Read the Room: Video Social Reasoning with Mental-Physical Causal Chains

Lixing Niu; Jiapeng Li; Xingping Yu; Xinyi Dong; Shu Wang; Ruining Feng; Bo Wu; Ping Wei; Yisen Wang; Lifeng Fan

ICLR 2026

Conference paper

23 Apr 2026

Read the Room: Video Social Reasoning with Mental-Physical Causal Chains

Abstract

"Read the room", or the ability to infer others' mental states from subtle social cues, is a hallmark of human social intelligence, but remains a major challenge for current AI systems. Existing social reasoning datasets are limited in complexity, scale, and coverage of mental states, falling short of the rich causal dynamics found in real-life interactions. In this work, we introduce $R^3$ -Bench, an evaluation benchmark with fine-grained annotations of belief, intent, desire, emotion, and their causal chains in complex scenarios. Furthermore, we introduce $R^3$ -FDT, a large-scale training set generated through a novel automated pipeline with the same chain structure.
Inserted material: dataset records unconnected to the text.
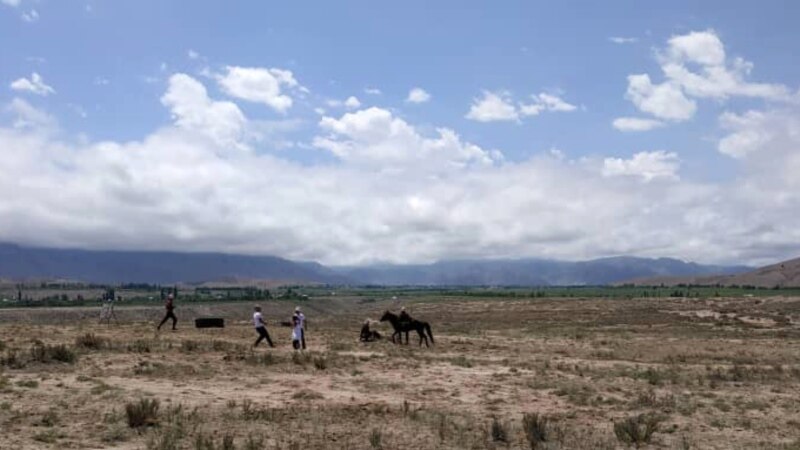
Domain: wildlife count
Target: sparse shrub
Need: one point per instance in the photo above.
(376, 439)
(461, 361)
(47, 353)
(220, 346)
(253, 443)
(203, 442)
(168, 438)
(48, 437)
(32, 384)
(306, 394)
(261, 359)
(637, 430)
(39, 353)
(12, 360)
(90, 341)
(143, 413)
(536, 429)
(50, 418)
(189, 346)
(114, 434)
(227, 443)
(301, 359)
(62, 353)
(139, 346)
(498, 431)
We conduct a comprehensive evaluation of state-of-the-art (SOTA) large vision-language models (LVLMs) on $R^3$ -Bench, revealing substantial deficiencies in consistent multi-step social reasoning. We also fine-tune a 7B model on $R^3$ -FDT, achieving notable improvements across multiple relevant benchmarks. Our contributions are three-fold: (i) a novel benchmark with richly annotated, multi-step causal reasoning data; (ii) systematic evidence that SOTA LVLMs fall far short of human-level reasoning; (iii) a scalable training dataset that significantly enhances social reasoning performance.